All of this, we must remember, is significant with respect to the fall and with respect to salvation. For it is this principle that man denied in Paradise when he fell. He chose the fruit of the ground, mere earthly bread, apart from God and His Word; and he died. It is this principle that the natural man has forgotten and denied ever since. He is by nature always prone to seek the things that are below, mere earthy things, as if he could live by them. It is in this light, too, that we can understand the true significance of Christ's application of the words from Deuteronomy at the occasion of His temptation by the devil. The choice for Him was: bread or God's fellowship in the way of obedience.
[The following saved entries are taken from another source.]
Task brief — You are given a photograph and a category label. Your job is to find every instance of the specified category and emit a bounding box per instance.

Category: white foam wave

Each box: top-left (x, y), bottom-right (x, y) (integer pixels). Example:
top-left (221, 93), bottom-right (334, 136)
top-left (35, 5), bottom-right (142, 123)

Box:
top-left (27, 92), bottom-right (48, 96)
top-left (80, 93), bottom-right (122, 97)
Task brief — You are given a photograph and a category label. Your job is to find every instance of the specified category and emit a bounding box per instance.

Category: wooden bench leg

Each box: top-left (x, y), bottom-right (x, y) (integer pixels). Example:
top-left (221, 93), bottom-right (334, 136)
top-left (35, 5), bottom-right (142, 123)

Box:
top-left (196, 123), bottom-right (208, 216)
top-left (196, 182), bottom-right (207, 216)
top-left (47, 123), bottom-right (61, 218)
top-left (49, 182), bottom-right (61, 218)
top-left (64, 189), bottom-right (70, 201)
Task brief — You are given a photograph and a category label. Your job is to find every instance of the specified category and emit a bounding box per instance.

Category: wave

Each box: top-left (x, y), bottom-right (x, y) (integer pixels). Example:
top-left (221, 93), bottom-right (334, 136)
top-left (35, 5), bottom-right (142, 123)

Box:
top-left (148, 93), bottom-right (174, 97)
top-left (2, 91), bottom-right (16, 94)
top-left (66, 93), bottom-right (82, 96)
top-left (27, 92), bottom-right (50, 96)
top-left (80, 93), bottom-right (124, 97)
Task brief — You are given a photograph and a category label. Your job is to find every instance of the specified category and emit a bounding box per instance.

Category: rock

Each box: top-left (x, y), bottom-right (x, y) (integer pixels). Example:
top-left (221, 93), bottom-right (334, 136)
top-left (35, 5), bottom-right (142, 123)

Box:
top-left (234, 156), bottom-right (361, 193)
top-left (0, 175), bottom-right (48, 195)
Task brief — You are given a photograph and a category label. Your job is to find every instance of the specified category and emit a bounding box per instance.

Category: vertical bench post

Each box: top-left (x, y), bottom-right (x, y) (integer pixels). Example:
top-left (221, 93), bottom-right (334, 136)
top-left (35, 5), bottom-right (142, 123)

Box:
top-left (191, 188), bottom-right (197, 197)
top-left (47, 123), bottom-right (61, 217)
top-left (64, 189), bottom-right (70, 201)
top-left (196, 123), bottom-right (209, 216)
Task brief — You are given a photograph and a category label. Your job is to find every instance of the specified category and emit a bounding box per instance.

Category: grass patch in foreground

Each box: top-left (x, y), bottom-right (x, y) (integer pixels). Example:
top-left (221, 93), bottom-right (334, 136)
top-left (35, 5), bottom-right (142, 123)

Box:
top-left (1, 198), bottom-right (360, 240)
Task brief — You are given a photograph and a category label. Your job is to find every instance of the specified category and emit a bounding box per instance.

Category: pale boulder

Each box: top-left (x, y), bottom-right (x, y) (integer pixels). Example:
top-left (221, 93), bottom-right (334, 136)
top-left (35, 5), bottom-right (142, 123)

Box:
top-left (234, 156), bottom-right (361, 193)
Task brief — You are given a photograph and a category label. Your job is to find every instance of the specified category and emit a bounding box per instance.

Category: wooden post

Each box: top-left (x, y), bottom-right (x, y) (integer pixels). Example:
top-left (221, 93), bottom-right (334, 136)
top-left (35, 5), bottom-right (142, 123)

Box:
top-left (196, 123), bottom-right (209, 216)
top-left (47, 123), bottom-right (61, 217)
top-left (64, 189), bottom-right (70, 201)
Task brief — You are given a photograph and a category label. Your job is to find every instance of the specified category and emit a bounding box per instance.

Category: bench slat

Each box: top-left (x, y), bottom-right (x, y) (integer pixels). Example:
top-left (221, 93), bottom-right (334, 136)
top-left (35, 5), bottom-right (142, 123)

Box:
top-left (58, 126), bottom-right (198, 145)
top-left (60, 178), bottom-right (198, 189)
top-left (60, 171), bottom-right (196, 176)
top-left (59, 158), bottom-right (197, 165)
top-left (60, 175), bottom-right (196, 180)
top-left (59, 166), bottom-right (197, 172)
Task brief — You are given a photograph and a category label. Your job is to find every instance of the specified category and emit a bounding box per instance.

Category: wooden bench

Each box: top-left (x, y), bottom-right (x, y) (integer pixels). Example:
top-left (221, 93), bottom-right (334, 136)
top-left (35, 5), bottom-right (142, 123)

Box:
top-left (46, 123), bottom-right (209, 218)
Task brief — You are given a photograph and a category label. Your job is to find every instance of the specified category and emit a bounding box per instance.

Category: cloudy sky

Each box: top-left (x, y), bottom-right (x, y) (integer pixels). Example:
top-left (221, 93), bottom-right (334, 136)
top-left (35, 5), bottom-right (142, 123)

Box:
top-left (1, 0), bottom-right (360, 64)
That choice He confronted as the last Adam, the Mediator of His elect people. He chose the way of God's fellowship, the way of obedience, all the way to the bitter and shameful death of the cross, in order that all His redeemed people in Him might, for the sake of His perfect obedience, have the right to and the enjoyment of God's fellowship forever, through faith in His Name and in the way of covenant obedience.